I have two friends getting married next year and have been asked to be a bridesmaid in both weddings. Unfortunately, one is out of town (about a 4 hour drive) and right in the middle of bar review. There has been some conflict between this friend and I in discussing the importance of the bar vs. the importance of a wedding, a quite dreadful comparison to make. We're trying to work it out. Essentially, I would need to spend a Thursday and Friday in transit/ at wedding events. I wish Bar/Bri released the schedule earlier so I could figure out what, if anything, I would be missing. I don't want the test to come before a friendship, but I also have worked really hard for this and want to do everything in my power to pass that fucker on the first try. Thoughts?

Friday, August 24, 2007

Back in the saddle

After a trip to a wine bar with two friends a few nights ago, one friend e-mailed me "I love 3L so much I could marry it." Another friend (and here I use the term loosely, she is not someone I'm particularly close to) said to me earlier that week: "SKH, you seem a lot more relaxed and mellow than in previous semesters. Before you were always running around and seemed really stressed." I don't think I'm going to be much less busy than in previous semesters - I'm taking a few less units, thanks to the hellish load I took last fall. But, I'm still going to be interning 2 days/ semester, I have 2 competitions this semester as opposed to one, I have a midterm, a class with an early final, and the MPRE to deal with. But, I just don't have it in me to stress any more. Or, I've just gotten used to a sustained level of stress and become desensitized. Maybe an anecdote will explain better...

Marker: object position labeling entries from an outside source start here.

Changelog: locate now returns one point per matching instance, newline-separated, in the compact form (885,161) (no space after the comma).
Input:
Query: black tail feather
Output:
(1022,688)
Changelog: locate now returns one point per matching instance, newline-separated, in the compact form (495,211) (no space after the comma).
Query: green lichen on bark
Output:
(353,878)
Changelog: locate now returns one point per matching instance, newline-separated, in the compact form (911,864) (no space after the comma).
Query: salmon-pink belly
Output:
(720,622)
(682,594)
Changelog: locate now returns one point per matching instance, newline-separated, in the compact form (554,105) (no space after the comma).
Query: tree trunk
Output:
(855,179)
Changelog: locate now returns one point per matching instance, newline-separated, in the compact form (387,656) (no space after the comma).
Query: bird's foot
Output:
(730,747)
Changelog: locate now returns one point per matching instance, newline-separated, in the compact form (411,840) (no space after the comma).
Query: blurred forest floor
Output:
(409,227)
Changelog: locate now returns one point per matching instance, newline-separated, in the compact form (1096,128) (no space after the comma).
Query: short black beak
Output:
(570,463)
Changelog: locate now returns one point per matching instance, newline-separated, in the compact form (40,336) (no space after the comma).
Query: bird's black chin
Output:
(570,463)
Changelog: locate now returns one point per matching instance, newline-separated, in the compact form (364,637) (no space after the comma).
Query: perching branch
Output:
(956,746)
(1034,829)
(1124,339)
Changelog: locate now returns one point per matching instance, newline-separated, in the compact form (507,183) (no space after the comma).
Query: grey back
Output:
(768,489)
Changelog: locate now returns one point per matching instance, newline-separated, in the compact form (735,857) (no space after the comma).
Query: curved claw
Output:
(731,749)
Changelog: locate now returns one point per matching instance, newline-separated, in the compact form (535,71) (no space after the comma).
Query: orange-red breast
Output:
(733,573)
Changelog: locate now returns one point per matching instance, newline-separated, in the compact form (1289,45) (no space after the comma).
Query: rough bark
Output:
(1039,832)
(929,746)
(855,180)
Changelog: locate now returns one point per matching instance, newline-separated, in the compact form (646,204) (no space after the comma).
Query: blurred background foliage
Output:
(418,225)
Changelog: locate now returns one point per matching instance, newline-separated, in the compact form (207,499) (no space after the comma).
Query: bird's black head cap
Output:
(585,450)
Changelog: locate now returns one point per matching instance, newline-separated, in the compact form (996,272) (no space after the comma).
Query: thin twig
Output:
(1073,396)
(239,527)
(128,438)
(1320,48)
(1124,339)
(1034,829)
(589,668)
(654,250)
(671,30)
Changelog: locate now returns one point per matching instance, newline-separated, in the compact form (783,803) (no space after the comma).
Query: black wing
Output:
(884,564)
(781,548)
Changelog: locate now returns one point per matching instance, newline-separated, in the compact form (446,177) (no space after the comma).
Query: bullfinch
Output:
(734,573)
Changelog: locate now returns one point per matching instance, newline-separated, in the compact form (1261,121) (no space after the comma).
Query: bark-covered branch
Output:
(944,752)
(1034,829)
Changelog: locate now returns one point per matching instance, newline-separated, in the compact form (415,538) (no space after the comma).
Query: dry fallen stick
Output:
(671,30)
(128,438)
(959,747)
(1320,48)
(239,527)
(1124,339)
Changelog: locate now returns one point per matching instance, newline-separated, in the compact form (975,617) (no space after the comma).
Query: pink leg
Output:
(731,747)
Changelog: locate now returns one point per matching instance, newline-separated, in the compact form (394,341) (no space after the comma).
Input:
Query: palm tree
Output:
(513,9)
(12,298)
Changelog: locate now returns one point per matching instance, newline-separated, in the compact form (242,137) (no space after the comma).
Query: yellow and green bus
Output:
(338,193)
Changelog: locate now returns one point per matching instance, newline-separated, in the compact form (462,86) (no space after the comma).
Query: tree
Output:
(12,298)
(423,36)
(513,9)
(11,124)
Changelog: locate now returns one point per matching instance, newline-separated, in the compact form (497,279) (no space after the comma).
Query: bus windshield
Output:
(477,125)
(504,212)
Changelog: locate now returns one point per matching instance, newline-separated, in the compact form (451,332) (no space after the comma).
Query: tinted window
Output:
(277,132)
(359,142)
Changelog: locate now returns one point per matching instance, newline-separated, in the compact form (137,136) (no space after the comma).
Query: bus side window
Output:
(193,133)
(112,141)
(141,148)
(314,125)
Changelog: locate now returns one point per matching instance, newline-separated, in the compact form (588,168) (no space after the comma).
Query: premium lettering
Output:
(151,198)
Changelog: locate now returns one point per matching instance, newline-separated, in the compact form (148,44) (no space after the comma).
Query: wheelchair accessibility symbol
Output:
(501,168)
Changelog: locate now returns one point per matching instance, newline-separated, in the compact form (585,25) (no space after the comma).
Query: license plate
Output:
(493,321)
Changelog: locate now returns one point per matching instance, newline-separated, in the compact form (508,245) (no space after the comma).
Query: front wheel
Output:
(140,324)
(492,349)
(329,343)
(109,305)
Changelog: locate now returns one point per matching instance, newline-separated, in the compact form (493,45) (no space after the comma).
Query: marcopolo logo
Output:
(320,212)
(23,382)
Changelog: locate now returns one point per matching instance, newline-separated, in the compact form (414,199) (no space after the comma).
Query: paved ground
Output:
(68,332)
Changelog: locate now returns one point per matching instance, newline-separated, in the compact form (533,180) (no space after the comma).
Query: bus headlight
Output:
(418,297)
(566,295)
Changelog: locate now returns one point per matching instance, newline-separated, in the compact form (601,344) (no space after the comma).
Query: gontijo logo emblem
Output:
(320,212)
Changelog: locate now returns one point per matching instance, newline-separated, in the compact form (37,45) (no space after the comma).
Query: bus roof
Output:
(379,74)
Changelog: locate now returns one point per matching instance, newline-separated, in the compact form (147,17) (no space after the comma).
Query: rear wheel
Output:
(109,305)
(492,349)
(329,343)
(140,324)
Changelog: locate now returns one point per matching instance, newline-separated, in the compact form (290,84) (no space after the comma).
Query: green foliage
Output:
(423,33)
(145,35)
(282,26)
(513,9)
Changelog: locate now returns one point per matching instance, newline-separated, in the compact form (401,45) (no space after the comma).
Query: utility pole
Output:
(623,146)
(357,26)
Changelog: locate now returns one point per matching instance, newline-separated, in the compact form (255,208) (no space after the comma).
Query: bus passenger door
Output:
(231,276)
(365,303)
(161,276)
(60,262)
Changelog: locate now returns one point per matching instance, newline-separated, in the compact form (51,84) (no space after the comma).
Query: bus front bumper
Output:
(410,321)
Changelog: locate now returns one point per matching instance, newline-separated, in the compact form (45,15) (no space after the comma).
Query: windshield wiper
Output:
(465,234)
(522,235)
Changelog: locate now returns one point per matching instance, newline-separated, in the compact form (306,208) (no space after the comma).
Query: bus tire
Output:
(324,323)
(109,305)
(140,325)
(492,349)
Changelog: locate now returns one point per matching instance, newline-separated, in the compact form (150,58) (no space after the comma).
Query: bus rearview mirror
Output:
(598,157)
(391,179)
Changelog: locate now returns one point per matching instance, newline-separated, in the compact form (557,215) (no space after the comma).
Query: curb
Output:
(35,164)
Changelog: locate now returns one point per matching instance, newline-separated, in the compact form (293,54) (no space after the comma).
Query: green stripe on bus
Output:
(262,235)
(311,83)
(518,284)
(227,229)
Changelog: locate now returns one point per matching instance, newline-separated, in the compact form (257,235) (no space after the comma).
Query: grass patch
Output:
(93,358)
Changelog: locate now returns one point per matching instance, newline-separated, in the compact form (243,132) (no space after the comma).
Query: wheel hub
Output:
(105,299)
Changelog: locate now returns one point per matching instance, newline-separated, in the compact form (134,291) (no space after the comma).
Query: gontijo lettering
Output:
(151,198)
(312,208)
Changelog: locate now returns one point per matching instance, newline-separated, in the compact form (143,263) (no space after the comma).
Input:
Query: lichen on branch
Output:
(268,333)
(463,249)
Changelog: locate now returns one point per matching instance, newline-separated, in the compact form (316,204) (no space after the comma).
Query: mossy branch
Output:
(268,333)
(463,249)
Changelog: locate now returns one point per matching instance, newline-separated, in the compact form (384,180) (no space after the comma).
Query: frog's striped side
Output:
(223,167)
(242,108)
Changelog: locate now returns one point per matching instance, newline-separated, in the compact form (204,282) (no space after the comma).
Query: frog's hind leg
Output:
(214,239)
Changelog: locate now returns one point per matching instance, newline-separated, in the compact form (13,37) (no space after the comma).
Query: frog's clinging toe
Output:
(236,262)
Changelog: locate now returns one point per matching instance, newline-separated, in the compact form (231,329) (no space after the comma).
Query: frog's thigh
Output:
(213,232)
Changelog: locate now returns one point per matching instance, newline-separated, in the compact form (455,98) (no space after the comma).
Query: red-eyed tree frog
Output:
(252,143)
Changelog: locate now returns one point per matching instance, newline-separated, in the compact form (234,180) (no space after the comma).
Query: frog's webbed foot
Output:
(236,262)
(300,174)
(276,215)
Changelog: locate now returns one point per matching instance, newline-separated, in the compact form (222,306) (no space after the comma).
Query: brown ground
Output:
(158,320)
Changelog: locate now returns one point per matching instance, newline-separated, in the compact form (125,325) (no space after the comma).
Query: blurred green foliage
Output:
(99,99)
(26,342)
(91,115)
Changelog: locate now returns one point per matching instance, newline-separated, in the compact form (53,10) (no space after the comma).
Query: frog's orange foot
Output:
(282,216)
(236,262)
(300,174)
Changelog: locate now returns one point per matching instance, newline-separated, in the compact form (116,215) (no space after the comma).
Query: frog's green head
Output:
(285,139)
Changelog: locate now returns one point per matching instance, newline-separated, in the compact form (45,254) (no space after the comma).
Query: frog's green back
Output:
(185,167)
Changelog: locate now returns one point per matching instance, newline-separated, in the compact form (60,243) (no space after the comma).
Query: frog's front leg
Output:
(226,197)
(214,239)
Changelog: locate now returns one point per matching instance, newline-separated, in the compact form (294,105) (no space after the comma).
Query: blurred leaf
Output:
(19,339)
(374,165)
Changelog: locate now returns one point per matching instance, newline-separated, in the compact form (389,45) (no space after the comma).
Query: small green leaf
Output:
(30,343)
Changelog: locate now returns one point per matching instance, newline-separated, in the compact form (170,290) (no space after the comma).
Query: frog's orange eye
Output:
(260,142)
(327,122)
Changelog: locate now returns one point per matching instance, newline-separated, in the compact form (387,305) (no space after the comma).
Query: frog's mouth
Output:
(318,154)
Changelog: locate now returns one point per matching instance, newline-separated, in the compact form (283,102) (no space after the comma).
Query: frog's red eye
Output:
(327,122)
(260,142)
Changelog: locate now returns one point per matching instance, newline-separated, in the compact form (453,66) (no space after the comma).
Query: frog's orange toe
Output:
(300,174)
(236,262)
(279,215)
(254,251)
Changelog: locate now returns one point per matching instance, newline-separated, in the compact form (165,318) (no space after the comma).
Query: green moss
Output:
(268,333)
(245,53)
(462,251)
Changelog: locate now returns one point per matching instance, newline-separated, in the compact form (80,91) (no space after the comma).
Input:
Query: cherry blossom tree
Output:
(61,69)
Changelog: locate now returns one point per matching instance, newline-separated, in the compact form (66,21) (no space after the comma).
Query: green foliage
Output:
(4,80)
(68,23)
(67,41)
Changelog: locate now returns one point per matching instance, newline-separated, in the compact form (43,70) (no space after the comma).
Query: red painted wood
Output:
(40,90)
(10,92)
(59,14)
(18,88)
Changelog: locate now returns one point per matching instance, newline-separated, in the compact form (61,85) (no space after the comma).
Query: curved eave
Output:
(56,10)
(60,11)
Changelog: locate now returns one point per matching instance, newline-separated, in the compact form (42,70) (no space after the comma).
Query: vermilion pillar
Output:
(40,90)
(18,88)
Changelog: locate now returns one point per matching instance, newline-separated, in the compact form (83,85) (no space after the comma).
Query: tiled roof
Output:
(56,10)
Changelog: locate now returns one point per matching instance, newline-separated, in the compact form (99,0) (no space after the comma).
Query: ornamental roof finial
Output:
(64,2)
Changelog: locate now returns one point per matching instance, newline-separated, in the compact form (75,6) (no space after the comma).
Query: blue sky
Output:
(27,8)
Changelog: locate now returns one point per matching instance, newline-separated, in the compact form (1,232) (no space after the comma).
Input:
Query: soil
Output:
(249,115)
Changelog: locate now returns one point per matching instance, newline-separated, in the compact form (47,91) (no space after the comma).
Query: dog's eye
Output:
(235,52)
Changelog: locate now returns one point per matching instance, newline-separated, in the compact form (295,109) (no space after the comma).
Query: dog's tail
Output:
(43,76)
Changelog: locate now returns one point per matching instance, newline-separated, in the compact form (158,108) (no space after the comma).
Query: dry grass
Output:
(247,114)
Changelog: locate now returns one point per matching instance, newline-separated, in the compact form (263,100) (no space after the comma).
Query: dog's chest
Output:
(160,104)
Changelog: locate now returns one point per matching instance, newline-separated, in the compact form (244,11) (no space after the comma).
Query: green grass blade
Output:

I was walking home from school on Tuesday when I noticed that my new bag was dripping all over my cute new business dress. In a pattern that would lead a passer by to think I'd peed my pants. I stopped, discovering that my 20 oz water bottle was not properly closed and had spilled in my bag, ruining my Cal Civ Pro book and, potentially, my lap top cord. I didn't cry or break down or call the husband or my mom. I just picked up the pace and kept walking. What else could I do?